Optimally I would like something that graphs it over time and also breaks it down by "type" of traffic (udp, p2p, http, etc) so I can get a general feel of what is sucking up all the bandwidth during certain times of the day (I have room mates).  Also source would be good too.


----------



## Anonymous (Aug 12, 2011)

You definitely want to look at /usr/ports/net/ntop.

Best regards

Rolf


----------



## francis (Aug 12, 2011)

Hi, *rolfheinrich* is right. Generally there is many apps, which can do exactly what You want. A good source of information could be ports/net-mgmt page.
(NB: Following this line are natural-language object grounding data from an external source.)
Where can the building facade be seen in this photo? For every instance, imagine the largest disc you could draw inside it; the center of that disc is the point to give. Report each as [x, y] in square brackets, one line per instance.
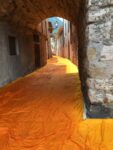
[22, 52]
[67, 44]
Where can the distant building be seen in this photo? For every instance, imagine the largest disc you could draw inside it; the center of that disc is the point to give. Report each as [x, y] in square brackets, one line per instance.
[67, 42]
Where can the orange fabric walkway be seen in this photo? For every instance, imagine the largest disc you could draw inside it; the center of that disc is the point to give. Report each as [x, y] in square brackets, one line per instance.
[44, 111]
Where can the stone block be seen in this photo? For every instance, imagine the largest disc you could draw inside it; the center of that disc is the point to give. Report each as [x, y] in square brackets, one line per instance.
[104, 85]
[107, 53]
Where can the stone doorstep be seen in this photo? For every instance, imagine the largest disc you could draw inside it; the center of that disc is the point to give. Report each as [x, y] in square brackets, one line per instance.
[100, 111]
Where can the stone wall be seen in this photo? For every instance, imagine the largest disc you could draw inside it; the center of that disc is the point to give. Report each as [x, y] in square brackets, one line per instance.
[99, 57]
[12, 67]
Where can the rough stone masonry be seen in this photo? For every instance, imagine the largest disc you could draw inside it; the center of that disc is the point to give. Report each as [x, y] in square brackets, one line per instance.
[100, 57]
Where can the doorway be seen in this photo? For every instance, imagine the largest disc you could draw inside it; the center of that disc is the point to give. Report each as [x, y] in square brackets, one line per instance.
[36, 39]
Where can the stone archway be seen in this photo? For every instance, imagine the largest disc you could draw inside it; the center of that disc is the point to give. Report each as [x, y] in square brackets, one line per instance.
[89, 16]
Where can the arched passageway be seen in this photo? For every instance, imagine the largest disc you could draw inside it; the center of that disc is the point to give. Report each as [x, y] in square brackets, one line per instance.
[24, 15]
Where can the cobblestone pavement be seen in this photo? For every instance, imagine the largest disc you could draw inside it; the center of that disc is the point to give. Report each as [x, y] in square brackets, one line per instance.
[44, 111]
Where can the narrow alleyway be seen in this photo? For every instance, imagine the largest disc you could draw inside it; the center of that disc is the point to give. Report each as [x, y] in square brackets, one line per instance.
[44, 111]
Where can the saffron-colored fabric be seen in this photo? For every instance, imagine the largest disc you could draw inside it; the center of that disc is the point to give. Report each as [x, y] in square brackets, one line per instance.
[44, 111]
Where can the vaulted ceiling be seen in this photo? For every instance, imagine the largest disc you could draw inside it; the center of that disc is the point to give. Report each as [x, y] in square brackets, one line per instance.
[30, 12]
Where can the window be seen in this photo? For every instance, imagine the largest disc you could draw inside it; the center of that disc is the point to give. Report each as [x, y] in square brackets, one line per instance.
[36, 38]
[12, 45]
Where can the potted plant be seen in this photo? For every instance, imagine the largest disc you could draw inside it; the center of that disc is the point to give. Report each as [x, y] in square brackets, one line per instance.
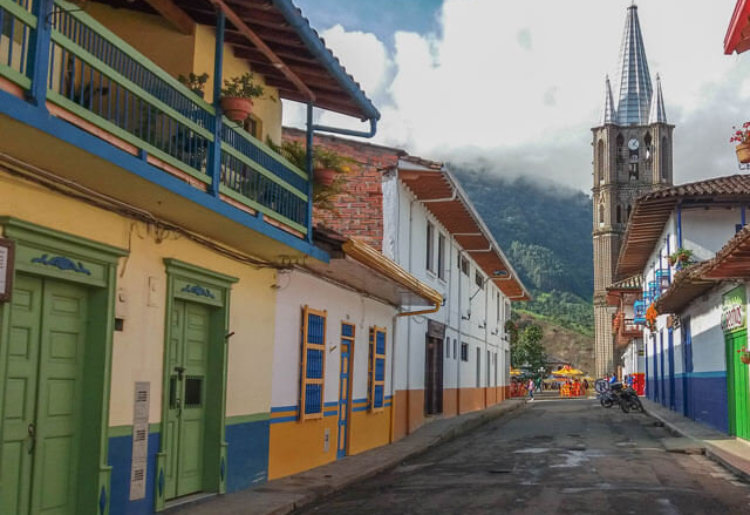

I can recommend e.g. (for more information please check the official websites) 
net-mgmt/iftop which "_does for network usage what top(1) does for CPU usage_"
net-mgmt/darkstat for traffic graphs, reports etc.
net/bmon a bandwidth monitor
net-mgmt/mrtg in short MRTG "_is being used to graph all sorts of network devices_..." good alternative for bmon
net-mgmt/etherape - another graphical network monitor.
net-mgmt/nload some console apps
Of course You can always use system commands like e.g. netstat(1) and many more. I hope, that I helped you and you will find something useful.


----------



## aragon (Aug 13, 2011)

Also look into ng_netflow(4), net/pfflowd, and all Netflow data processing/graphing related ports.


----------